Le Point de vue de la Roche Percée ou la légende du gros brochet et du quinquet de la roche percée
  • Le Point de vue de la Roche Percée ou la légende du gros brochet et du quinquet de la roche percée

Le Point de vue de la Roche Percée ou la légende du gros brochet et du quinquet de la roche percée


B-6830 Les Hayons (Bouillon)

De nombreuses promenades balisées et aménagées feront découvrir aux randonneurs, cavaliers et vététistes de superbes points de vue sur la Semois. Jadis, cette région fut fréquentée par les sorcières et les fées et de nombreux endroits rappellent leur existence : la roche de la fée Namousette, le Hultai, la Roche à Colas, le Saut des Sorcières … L'histoire du gros brochet et du quinquet de la roche percée n’est pas à proprement parler une légende. Toutefois elle a acquis une certaine notoriété puisqu’elle a été adaptée dans plusieurs autres endroits ; à Bouillon, notamment, avec d’autres truculents personnages du cru.
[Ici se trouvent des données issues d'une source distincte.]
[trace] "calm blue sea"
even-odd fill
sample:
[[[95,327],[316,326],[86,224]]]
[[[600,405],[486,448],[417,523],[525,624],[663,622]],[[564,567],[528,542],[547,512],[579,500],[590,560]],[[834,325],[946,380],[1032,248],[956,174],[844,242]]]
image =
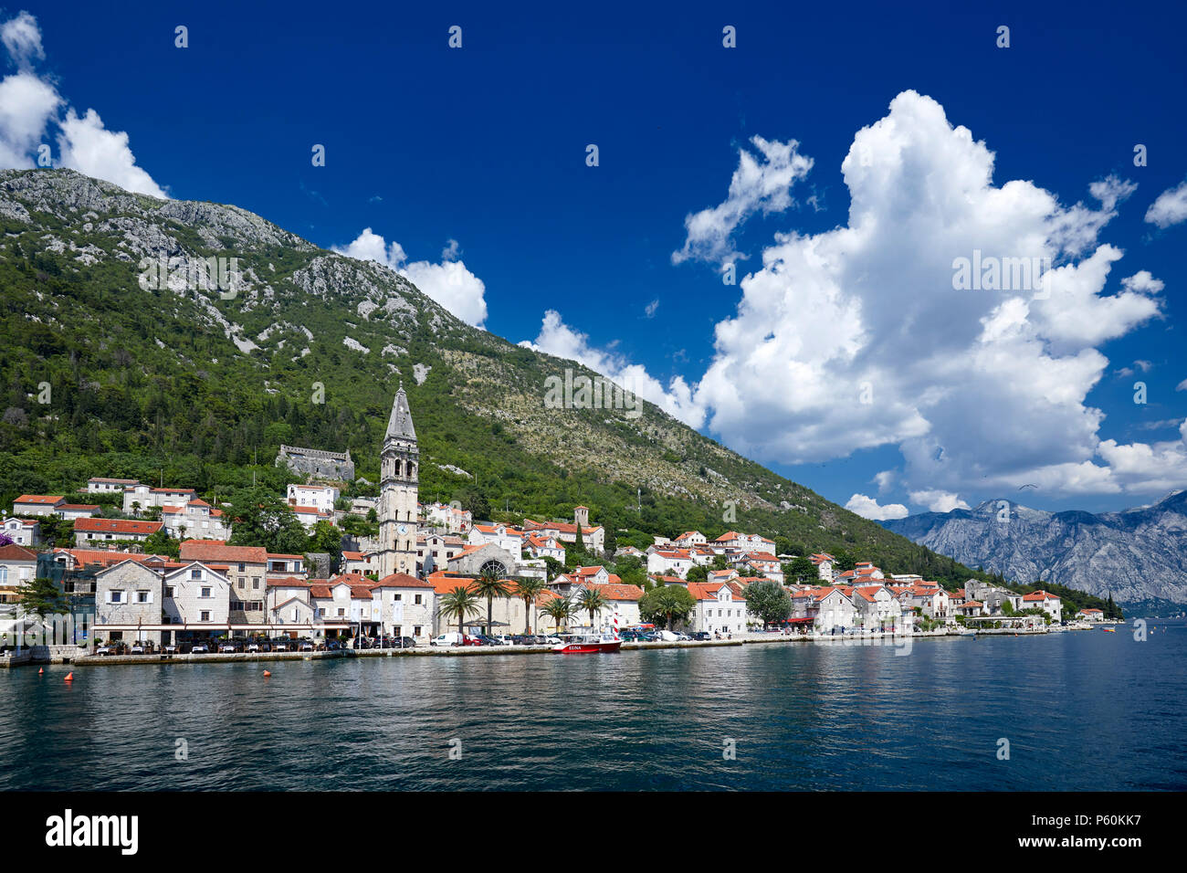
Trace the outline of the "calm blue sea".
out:
[[[23,668],[0,671],[0,789],[1182,791],[1187,626],[1150,626],[907,656]]]

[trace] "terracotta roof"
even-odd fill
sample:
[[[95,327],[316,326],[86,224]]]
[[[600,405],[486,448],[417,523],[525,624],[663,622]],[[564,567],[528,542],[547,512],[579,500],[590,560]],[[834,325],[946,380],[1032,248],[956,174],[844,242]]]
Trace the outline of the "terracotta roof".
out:
[[[624,586],[612,582],[603,582],[598,584],[596,582],[591,582],[588,588],[594,592],[601,592],[602,596],[607,600],[639,600],[643,596],[643,589],[639,586]]]
[[[76,530],[77,530],[77,523]],[[262,545],[227,545],[222,539],[186,539],[182,543],[182,561],[229,561],[233,564],[267,564],[268,550]]]
[[[80,518],[75,521],[75,533],[132,533],[147,536],[155,533],[164,521],[129,521],[122,518]]]
[[[37,561],[37,552],[24,549],[15,543],[0,545],[0,561]]]
[[[303,578],[297,578],[296,576],[269,578],[265,582],[265,584],[268,588],[309,588],[309,582]]]
[[[379,582],[373,582],[372,588],[432,588],[433,583],[406,572],[393,572],[385,576]]]

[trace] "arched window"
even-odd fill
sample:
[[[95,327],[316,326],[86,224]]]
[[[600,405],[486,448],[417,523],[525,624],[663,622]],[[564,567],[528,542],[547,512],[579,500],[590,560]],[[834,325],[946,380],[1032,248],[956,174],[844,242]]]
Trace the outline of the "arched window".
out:
[[[478,570],[478,574],[483,575],[488,571],[495,574],[499,578],[503,578],[507,575],[507,567],[502,561],[488,561]]]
Dans ses mémoires d’un vieux chêne, Victor Wauthoz raconte une savoureuse partie de pêche :
Sous les pentes du plateau du Hultai, près de la Roche Percée, la Semois a creusé un gouffre profond, refuge des poissons qui ne veulent pas lutter inutilement contre les courants violents. A l’heure des grosses eaux, les pêcheurs remplissent leurs bourriches puis entreprennent, le dos voûté, la remontée de la côte jusqu’au village d’Auby. C’est là qu’autrefois, au Café de la Grotte Saint Remacle, ils se rencontraient pour montrer le produit de leurs exploits en buvant du péket. Un jour où les eaux s’étaient retirés, clarifiées, et que le vent était passé à l’est – ce qui signifie pour les habitués de la Semois que le poisson, engourdi, ne mord pas et qu’il vaut mieux rester chez soi -, deux jeunes gens furent tentés par les captures miraculeuses dont ils avaient eu écho. Ils arrivèrent en même temps sur le pré et tendirent immédiatement leurs lignes sans même s’être salués. On sait, à la pêche, que tout voisin est encombrant…
Jusque midi, pas une touche ! Ni l’un ni l’autre n’avaient encore ouvert la bouche. Au bout d’un moment, l’un dit : « Il y a quinze jours, à cette même place, je sortis un brochet de vingt livres avec une gueule grande comme çà ». L’autre s’obstina dans son mutisme. Ils continuèrent à observer les bouchons.
Dans la deuxième moitié de l’après-midi, l’autre pêcheur se décida à rompre le silence : « La semaine dernière », lui dit-il, « le bouchon fonça brutalement ; je ferrai et sentis une forte résistance. Je tirai à droite, à gauche, vers moi. Je recommençai maintes fois la manœuvre ; enfin cela vint ! Sacrée désillusion ! Ce n’était pas un brochet, mais un quinquet. Et mon étonnement fut d’autant plus grand que le quinquet était allumé ».« Félicitations », dit l’autre pêcheur.
Vint le crépuscule. Il fallut plier les cannes, se séparer et regagner Bertrix. Au moment de se saluer, l’homme du brochet dit à son compagnon, aussi bredouille que lui : « J’accepte de ramener le poids de mon brochet à 5 livres, mais en guise de concession, tu éteindras ton quinquet ».